Washington: A study of marijuana and alcohol use in people between the ages of 18 and 24 has revealed that marijuana users change over to alcohol at the age of 21.
The study found a drastic increase in alcohol consumption in people just over 21, the minimum legal age to drink in many countries.
At the same age, there was an equally dramatic drop in marijuana use.
"Alcohol appears to be a substitute for marijuana. This sudden decrease in the use of marijuana is because they suddenly have easy access to alcohol," said Ben Crost, an economist at the University of Illinois.
The authors used five years of data from the National Survey on Drug Use and Health. The participants were asked how many days in the past 30 that they had alcoholic drinks or used marijuana.
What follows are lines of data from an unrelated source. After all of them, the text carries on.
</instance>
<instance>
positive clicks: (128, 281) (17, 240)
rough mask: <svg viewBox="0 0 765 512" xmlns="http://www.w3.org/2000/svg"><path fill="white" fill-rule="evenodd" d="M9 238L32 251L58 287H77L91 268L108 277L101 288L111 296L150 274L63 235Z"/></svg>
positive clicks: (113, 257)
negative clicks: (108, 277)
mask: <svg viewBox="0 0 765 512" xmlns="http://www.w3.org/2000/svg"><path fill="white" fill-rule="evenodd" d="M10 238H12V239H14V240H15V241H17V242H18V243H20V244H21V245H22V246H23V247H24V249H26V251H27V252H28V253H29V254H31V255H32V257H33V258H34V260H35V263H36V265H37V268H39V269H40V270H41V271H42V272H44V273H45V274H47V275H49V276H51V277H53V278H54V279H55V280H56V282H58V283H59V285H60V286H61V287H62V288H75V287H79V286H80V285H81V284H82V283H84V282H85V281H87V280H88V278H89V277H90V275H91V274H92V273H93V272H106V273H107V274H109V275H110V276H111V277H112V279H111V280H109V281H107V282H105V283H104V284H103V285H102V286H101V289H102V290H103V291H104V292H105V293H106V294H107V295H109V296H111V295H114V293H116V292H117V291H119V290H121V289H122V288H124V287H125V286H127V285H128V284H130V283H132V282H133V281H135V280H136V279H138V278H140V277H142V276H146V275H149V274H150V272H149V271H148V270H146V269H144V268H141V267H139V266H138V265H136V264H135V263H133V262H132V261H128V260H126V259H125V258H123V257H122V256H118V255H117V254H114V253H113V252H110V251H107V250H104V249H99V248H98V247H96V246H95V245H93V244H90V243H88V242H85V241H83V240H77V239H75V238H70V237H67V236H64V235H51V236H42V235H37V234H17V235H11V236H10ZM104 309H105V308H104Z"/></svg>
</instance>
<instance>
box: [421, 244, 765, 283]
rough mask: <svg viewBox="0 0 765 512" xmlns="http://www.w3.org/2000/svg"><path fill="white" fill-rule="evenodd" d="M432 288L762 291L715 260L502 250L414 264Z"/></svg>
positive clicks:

The study by Benjamin Crost and Santiago Guerrero was published in the Journal of Health Economics.
"Whenever there is a discontinuous threshold where something changes, it provides a way to identify a causal effect," Crost said.
"All of the costs and benefits from policies designed to reduce alcohol consumption, such as the minimum legal drinking age or liquor taxes, need to be assessed," Cost added.
"Marginally lowering the minimum legal drinking age would decrease the probability of marijuana consumption in young adults by about 10 percent. So, policies aimed at restricting alcohol consumption among young adults are likely to have the unintended consequence of increasing the use of illegal drugs, such as marijuana," Cost said.